I recently guided two all-women’s camping trips. What a blast! Both groups of talented, smart and go-get-em women sought out a female guide for their Boundary Waters camping experience.
I have guided canoe trips over ten summers for teenage and adult women in the Boundary Waters Canoe Area Wilderness and Quetico Provincial Park, working at the Northern Lakes Girl Scout Canoe Base and here at Boundary Waters Guide Service. I have become a believer in the truly different and remarkable experience that is possible with a group of only women.
I haven’t seen the statistics for travel by men versus women, but what I have noticed personally is that there are substantially more men traveling in this wilderness area. By far, the majority of groups are exclusively men, with a fair amount of groups with one or two women. This reality underscores just how unique an all-women’s trip is in the Boundary Waters.
As much as I tried to deny it when I first started guiding canoe trips in the Great North Woods, women really don’t have the muscle mass that men do. The canoe that men (of many ages) can pick up without any technique does not go on my shoulders without teamwork or some real practice. That applies big-time to groups of first-time women to the Boundary Waters. Teamwork really becomes key.

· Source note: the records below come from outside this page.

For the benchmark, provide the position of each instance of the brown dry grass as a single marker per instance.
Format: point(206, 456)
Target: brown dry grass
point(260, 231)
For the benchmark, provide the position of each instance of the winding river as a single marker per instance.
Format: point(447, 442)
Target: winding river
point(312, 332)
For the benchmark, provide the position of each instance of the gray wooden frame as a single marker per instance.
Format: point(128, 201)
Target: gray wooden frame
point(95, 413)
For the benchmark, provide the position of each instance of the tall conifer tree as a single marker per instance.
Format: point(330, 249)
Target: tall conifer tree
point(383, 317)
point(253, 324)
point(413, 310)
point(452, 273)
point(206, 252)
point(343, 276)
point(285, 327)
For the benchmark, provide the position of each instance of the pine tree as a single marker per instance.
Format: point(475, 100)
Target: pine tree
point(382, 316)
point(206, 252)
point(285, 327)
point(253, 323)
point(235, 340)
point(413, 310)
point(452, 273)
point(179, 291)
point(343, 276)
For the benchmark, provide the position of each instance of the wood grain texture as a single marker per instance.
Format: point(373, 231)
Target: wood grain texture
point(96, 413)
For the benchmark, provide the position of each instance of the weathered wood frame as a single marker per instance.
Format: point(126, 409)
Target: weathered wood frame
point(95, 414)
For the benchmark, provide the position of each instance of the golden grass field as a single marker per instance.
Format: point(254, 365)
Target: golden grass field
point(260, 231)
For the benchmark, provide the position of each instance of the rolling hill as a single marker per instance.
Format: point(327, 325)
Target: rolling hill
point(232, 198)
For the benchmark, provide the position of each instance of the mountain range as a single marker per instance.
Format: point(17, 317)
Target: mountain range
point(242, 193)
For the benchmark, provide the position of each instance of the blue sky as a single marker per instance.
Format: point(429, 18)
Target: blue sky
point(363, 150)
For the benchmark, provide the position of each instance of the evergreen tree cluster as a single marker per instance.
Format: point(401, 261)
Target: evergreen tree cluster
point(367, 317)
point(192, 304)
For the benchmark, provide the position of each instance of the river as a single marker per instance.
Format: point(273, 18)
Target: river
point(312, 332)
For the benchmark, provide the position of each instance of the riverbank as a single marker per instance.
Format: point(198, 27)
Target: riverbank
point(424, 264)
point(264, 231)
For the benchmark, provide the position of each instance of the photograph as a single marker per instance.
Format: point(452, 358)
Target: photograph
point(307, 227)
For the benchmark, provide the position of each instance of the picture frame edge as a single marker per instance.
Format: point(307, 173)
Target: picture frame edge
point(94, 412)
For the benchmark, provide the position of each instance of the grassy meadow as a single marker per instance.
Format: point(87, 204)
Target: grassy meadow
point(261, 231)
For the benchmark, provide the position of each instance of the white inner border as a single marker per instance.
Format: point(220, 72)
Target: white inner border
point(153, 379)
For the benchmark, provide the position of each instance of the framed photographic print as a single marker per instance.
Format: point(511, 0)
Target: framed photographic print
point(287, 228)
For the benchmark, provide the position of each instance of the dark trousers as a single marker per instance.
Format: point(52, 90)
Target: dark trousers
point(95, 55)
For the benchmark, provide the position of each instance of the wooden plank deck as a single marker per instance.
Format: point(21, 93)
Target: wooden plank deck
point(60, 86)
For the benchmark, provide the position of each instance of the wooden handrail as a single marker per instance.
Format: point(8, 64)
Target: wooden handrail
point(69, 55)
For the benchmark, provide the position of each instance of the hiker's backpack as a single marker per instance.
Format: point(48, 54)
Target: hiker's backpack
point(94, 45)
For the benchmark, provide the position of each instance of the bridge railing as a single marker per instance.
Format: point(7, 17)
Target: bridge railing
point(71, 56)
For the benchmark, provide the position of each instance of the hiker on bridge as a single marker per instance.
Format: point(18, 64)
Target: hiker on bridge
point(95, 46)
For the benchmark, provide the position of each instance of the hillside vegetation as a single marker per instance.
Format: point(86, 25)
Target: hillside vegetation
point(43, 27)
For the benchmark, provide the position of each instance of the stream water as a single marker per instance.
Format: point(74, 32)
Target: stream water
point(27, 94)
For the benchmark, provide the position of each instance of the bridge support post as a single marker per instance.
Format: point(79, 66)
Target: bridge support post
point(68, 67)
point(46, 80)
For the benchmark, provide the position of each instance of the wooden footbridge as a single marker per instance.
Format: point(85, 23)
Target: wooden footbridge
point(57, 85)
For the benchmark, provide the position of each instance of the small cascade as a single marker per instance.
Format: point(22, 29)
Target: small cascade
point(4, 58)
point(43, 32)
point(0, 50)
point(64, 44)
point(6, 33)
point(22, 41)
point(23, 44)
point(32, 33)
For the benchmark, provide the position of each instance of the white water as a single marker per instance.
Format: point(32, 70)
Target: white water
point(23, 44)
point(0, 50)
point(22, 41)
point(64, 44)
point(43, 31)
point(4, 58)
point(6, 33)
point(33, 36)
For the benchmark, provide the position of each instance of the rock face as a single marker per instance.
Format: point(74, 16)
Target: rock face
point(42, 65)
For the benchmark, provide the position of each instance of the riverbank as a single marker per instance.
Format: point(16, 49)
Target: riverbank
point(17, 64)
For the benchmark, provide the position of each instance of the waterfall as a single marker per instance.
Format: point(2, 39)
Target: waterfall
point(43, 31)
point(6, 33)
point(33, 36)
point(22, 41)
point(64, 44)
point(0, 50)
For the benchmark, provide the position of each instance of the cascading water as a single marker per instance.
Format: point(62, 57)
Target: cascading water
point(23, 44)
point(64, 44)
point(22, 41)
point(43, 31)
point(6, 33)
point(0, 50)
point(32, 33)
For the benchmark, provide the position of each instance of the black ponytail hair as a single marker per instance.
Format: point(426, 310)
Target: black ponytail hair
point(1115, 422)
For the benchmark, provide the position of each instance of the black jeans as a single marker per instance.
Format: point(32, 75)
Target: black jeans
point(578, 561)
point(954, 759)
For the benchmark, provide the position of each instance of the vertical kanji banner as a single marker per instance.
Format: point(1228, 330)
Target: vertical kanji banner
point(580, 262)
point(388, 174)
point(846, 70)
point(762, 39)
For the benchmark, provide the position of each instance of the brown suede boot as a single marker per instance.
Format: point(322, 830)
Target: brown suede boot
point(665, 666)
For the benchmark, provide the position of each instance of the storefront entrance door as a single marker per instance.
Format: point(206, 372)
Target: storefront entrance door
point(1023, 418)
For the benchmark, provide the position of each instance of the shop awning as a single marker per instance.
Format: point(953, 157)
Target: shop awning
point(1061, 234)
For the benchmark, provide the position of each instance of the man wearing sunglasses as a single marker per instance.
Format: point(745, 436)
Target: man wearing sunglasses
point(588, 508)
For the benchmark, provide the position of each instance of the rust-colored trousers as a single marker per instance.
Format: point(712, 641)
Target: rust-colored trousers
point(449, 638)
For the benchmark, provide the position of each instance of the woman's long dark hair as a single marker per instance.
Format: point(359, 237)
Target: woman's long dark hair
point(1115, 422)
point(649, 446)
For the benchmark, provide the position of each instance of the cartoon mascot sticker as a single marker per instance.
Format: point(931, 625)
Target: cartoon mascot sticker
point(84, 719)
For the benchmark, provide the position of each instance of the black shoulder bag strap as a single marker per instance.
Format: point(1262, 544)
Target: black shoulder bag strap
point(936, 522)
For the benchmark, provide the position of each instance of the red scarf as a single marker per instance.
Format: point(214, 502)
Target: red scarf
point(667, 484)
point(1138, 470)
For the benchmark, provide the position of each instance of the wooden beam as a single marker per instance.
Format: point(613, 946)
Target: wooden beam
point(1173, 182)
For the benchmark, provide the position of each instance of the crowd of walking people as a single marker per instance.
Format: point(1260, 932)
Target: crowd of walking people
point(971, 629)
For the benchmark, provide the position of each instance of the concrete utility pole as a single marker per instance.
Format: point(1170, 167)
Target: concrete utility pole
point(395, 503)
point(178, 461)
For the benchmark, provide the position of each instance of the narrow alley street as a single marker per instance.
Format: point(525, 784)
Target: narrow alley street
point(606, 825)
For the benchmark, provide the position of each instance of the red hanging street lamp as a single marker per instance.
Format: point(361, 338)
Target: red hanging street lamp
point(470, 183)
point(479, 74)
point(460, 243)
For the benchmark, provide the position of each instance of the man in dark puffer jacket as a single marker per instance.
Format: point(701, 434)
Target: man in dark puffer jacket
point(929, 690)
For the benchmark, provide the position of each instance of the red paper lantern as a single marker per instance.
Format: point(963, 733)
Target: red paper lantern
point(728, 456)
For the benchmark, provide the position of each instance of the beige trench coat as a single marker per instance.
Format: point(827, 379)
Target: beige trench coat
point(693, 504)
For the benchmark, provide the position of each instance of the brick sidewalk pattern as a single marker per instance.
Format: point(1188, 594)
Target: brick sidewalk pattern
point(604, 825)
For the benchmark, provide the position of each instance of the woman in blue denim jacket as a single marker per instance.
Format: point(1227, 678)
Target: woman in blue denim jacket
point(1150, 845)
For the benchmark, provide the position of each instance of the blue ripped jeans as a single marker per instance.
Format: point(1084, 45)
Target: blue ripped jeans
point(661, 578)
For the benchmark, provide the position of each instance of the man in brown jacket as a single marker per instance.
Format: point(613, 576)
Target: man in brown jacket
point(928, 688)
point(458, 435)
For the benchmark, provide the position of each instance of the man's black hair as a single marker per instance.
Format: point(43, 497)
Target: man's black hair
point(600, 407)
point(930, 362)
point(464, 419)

During an orientation before getting out on the water, we tackled portaging technique, which is typically the most intimidating aspect of a BWCAW trip. Each group learned how to use three people to flip the canoe upside-down, and then each person took a turn carrying the lightweight Kevlar canoe. The task was surprisingly conquerable to most, even a breeze to a couple of the stronger women!
After our first few hours of paddling, everyone discovered, despite their trepidation, that the portaging was actually quite do-able, though still a workout. Both groups of women smiled with accomplishment (and maybe a little tiredness) at the end of their first long portages. Everyone was definitely appreciative a little while later of a campsite where we could rest and relax.
The eight ladies of the first group were friends since having their children involved together in Girl Scouts or Boy Scouts, and boy, were they a get-er-done kind of group. They gathered armloads of firewood, found time to relax, and shared much laughter. Some felt a little nervous about the physicality of a canoe trip, others just looked forward to relaxing and not having to cook. These ladies were all made for this kind of canoeing adventure, amusingly calling themselves “Kate Plus Eight.”
My second group of ladies, four this time, were nurses or nurse practitioners with numerous stories about the many babies they had delivered. Lovely women with great stories, also quick learners and very capable in a canoe in the gusty conditions we experienced. These four ladies had worked together in their profession for years and were absolutely great at working with each other in this new environment.
These two trips in the late summer season had lovely weather — highs up toward 70 degrees and low temps in the 40s, sometimes dipping down to the 30s. Since women typically tend to feel colder, I used another trick for our ladies: we filled everyone’s water bottle with hot water overnight to keep our sleeping bags toasty warm. It proved to be a delightful surprise.
It seems to be true no matter the woman’s age: after experiencing an all-female canoe camping trip, there is a definite sense of empowerment. I believe these already intelligent and accomplished women were no exception. Being “out there” for three or four days and relying only on each other for forward movement tends to build trust, make a lot of fun moments, and create an experience that will not be quickly forgotten.